Monday, January 04, 2021

Appropriate role for legacy telcos, cablecos in advanced telecom infrastructure: design, build, operate. But not own.

Finish the Job of Connecting Every American

From COVID relief to budget decisions, take bold and decisive action to finish the job of connecting every American home, business and anchor institution to U.S. broadband infrastructure. Particularly amid a global pandemic, the fact that an estimated 18 million American homes do not have broadband access is unacceptable. Working together—public resources alongside private expertise, technology and networks—this is the most solvable of our nation’s leading challenges. Resources + political will = universal connectivity.

— SPECIFIC 100-DAYS ACTIONS —

  • Advance legislation to rapidly and fully invest in the broadband infrastructure programs required to quickly and permanently close the digital divide in America. USTelecom members are ready to immediately go to work with government partners to build these networks, including fiber investment deeper into all corners of America

 https://spark.adobe.com/page/KDnqM9tW5sAo7/#finish-the-job-of-connecting-every-american

The partnership proposed by the industry group USTelecom for the first 100 days of the incoming Biden administration needs clarification that to ensure public funds are appropriately used to build advanced telecom infrastructure and bring fiber to every American doorstep, it should be publicly owned. Subsidies given to legacy incumbent telephone and cable companies since the 1990s have not remedied America's advanced telecom infrastructure deficiencies. Repeating more of the same would be poor public policy. USTelecom members can indeed play a role in this public-private partnership: to design, build and operate. But not own.

Sunday, December 20, 2020

"Broadband vouchers" a misguided notion for expanding home Internet access

Remote work and learning during the pandemic compelled some lawmakers to get creative in expanding broadband availability. In Delaware and Alabama, state officials earmarked parts of their CARES Act funding to create broadband vouchers—monthly service rebates—for households with school-age children.

It’s an established way of expanding telecommunications access. For years, the FCC has disbursed monthly discounts to millions of low-income households through the “Lifeline” program. Voucher programs also have the potential to expand broadband availability and competition in underserved rural areas.

Broadband Breakfast: Brent Skorup and Michael Kotrous: Modernize High-Cost Support with Rural Broadband Vouchers

There are multiple problems with this concept. The most fundamental is it assumes U.S. telecom infrastructure deficiencies are due to buy side market failure. In fact, sell side market failure is responsible. The demand is there. For many years, households lacking landline Internet service have begged telephone and cable companies for connections, often to no avail and eventually giving up. (Lately, they've been barraging their elected representatives as the need for connectivity has grown more urgent). The main reason is these companies require rapid returns on investment in extending service to these homes. When analyzing the needed investment, net present value doesn't pencil. Tossing vouchers into the mix isn't likely to meaningfully improve the business case. 

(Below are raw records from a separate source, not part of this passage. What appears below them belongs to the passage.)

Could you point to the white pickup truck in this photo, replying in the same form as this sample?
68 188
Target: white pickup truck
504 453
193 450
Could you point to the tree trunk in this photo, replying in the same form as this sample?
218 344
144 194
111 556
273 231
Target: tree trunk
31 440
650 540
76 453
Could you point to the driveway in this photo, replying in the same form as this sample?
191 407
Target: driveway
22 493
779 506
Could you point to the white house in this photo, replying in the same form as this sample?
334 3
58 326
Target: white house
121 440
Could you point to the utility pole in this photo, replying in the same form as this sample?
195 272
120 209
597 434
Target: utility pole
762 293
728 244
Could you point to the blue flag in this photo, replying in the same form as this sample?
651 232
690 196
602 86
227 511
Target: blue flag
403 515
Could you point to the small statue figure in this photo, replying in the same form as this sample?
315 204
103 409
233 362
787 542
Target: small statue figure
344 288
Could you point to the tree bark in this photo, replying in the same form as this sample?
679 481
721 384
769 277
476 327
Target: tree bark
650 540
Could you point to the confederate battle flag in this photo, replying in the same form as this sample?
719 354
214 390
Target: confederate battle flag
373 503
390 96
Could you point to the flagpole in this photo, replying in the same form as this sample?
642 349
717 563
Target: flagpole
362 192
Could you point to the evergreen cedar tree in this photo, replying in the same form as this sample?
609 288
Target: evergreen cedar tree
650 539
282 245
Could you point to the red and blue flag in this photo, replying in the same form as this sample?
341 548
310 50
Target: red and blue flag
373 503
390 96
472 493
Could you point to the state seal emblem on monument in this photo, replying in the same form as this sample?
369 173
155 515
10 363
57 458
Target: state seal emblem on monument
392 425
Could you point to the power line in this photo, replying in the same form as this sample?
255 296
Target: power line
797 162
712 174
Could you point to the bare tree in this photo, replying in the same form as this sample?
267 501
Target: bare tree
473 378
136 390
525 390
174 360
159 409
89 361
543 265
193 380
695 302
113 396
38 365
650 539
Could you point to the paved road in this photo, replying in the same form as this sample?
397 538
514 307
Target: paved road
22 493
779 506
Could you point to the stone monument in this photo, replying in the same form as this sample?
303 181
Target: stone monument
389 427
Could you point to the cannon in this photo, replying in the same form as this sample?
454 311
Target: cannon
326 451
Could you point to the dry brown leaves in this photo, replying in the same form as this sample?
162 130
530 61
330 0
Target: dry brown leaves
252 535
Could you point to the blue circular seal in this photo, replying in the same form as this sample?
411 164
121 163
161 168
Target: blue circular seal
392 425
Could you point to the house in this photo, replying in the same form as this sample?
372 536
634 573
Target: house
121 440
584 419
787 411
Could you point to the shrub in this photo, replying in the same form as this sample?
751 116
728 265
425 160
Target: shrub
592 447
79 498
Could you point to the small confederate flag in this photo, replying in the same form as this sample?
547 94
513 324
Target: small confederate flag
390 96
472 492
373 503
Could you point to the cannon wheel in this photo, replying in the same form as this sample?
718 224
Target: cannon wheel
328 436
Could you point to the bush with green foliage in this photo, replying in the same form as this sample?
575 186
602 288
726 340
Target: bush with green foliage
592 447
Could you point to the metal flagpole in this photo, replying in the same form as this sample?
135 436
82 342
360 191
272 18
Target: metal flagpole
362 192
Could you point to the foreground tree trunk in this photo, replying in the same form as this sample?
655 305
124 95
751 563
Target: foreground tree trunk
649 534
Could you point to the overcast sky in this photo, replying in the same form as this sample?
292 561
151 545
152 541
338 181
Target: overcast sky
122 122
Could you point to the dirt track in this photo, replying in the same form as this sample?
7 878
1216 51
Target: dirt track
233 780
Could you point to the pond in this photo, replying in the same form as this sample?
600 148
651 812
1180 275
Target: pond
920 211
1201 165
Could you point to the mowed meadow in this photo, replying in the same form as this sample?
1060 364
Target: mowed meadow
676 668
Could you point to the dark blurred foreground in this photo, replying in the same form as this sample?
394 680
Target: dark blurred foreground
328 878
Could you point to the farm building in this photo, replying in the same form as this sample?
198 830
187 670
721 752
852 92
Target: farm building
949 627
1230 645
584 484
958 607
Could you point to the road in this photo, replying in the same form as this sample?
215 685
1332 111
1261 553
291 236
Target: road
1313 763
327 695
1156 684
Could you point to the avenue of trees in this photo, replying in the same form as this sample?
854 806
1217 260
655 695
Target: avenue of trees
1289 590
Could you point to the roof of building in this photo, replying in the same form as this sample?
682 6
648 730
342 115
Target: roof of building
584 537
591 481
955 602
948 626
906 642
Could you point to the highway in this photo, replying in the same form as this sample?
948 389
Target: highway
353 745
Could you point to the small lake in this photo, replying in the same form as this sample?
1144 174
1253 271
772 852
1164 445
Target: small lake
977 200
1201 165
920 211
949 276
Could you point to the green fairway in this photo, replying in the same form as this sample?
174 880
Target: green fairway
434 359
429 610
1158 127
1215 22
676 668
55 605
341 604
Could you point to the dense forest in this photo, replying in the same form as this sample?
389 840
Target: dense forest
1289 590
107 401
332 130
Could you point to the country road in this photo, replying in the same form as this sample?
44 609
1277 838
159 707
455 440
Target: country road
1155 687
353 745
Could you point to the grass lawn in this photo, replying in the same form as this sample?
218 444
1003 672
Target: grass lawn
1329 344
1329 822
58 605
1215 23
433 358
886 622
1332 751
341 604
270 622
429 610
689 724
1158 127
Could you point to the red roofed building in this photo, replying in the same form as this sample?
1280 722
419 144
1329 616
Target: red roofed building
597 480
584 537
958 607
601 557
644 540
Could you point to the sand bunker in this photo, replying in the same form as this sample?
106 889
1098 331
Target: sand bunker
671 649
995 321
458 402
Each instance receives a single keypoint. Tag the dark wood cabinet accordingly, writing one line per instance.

In addition, unlike analog telephone service regulated under Title I of the Communications Act, Internet in the United States is regulated as an optional information service under Title II of the Act and not as a telecommunications utility with subsidies to connect homes in high cost areas. Consequently, there is no regulatory incentive to connect every home requesting service. 

Finally, to make service more affordable to low income households, regulated lifeline rates such as used for voice telephone service are an already existing mechanism to help achieve that. Vouchers wouldn't be needed with the proper regulatory policy in place.

Tuesday, December 15, 2020

California bill would use existing phone surcharge to secure bonds for local government and cooperative-owned fiber to the premise infrastructure

Proposed legislation introduced this month in the California state Senate offers a potentially viable means of financing fiber to the premise (FTTP) advanced telecommunications infrastructure builds owned by local governments and nonprofits such as consumer telecom cooperatives. It does so by creating a financing mechanism to secure bonds to fund FTTP construction with proceeds from an existing California Public Utilities Commission (CPUC) surcharge on voice lines to subsidize advanced telecom projects in high cost areas of the state not served by incumbent landline and wireless internet service providers.

Debt service for the bonds could also be provided by project sponsors since the proposed legislation authorizes the CPUC to require they demonstrate the ability to reasonably finance and implement the projects utilizing the proposed bond financing.

The measure is proposed as an urgency measure that would take effect immediately upon enactment.